Tuesday, January 20, 2009

History Currently Being Made

I'm writing this as I am watching one of the most historic events in America's recent history - Barack Obama's inauguration.

Currently, Mr. President Obama is giving an address to the nation, and I am struck, as I usually am by his speeches, by what an amazing orator he is. I assume he has a speech writer, and wonder why former President Bush's speech writer could not create such prose.

Perhaps I am selling that person short, whomever he or she may be. Perhaps No-Longer-President Bush's speechwriter was forced to "write down" to Not-in-White-House-Residence Bush's level. In that instance, I commiserate with the guy (or gal), because that means he was, not only limited in what he could write, but also had to watch his carefully crafted words butchered by a man who had a tenuous grasp of the English language.

President Obama's speechwriter, however, has free reign. Listening to the words and phrases Mr. President Obama is delivering, I can't help but notice that they would sound terribly trite and cheesy if spoken in any other manner, by any other person. It takes a great speaker to take cliche phrases and turn them into inspiring soundbytes.
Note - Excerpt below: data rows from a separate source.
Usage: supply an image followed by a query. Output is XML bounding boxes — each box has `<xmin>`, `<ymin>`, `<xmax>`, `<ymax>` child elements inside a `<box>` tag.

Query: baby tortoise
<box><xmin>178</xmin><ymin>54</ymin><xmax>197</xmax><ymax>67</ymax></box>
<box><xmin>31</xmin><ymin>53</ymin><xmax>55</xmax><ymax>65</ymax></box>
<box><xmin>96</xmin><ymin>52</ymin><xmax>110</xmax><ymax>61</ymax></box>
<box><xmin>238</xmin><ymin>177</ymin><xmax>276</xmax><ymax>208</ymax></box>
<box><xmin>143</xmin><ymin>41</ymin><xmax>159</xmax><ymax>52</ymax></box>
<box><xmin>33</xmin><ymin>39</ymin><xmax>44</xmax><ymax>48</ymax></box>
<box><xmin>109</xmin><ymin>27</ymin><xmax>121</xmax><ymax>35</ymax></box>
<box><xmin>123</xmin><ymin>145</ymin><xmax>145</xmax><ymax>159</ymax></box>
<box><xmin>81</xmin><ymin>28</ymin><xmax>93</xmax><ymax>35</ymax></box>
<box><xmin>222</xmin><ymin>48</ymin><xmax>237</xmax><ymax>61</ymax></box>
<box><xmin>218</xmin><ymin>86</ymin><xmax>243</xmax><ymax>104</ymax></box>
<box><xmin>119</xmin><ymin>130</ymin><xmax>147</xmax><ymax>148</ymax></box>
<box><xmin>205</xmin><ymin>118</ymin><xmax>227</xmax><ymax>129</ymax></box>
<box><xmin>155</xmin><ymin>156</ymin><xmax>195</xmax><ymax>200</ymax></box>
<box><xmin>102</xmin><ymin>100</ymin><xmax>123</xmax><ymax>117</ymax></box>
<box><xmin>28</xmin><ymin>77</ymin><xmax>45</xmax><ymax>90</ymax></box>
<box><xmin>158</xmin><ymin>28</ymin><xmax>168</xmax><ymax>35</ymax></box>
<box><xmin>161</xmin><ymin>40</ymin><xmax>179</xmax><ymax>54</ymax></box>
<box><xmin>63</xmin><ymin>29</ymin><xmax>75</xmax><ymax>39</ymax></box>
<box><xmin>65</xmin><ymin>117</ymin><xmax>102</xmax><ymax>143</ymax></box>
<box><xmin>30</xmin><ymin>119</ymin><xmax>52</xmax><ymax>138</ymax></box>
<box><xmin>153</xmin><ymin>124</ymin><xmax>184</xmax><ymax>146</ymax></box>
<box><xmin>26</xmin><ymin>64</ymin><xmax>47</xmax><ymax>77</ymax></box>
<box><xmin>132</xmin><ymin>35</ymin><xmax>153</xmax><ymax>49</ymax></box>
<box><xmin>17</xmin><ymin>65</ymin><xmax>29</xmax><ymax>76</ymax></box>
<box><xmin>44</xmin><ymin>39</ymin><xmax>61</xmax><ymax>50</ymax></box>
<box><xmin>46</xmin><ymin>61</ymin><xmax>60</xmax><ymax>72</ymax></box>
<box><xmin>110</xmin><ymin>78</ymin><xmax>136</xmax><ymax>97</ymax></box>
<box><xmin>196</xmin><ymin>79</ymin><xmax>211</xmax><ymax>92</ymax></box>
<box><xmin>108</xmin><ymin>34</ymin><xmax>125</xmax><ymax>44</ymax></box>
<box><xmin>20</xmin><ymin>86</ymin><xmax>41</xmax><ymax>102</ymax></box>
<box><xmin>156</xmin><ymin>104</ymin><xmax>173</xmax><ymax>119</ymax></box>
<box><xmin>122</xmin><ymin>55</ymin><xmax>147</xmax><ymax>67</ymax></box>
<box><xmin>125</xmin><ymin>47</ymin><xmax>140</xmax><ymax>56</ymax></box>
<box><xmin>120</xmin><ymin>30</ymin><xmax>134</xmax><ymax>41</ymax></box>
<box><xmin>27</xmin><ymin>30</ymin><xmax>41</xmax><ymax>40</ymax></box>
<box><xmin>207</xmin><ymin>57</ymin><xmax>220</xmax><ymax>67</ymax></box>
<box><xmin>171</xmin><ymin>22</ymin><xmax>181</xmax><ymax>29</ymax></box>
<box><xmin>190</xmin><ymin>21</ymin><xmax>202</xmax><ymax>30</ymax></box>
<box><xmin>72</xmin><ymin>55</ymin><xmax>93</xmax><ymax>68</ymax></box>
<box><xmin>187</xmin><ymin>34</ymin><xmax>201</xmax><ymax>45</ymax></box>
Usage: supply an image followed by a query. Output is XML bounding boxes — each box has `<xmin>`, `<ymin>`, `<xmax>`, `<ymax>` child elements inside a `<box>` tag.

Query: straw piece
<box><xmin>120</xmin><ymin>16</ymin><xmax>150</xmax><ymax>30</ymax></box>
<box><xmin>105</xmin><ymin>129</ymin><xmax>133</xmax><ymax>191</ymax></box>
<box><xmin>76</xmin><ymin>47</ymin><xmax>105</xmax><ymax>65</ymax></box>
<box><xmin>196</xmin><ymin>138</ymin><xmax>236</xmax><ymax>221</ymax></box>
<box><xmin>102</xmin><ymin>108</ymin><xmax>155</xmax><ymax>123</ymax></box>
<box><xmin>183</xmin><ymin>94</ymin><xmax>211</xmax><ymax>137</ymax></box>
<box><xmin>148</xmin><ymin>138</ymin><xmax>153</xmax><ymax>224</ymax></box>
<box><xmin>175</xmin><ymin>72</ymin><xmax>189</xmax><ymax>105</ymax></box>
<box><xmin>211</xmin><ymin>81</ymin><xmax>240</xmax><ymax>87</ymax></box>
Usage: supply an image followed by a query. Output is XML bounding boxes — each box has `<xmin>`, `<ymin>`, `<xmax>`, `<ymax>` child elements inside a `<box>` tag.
I teach Contemporary Presentation as an intro level college course, and we recently added a Famous Speech assignment that is optional to any student who wishes for extra credit. For the assignment, they choose a speech from a list we provide of famous orators and deliver it in class. We've chosen speeches that cover a variety of events given by famous men and women of centuries past. We tried to choose speeches that had no audio or video recording so that the students' delivery would be their own interpretation. I am excited to see what they come up with, and I cannot help but notice how studying Mr. President Obama's rhetoric and delivery will only aid my students in learning how to deliver powerful prose by famous speakers of the past.

The new president's oration reminds me of the inspiration of Abraham Lincoln's Gettysburg Address, a short speech President Lincoln wrote in the carriage on the way to the battlefield, and Roosevelt's address to the nation after the attack on Pearl Harbor. Both Lincoln and Roosevelt's speeches were addressing the nation in times of trouble and hardship. President Obama has the same task today, and he has lived up to that task with aplomb.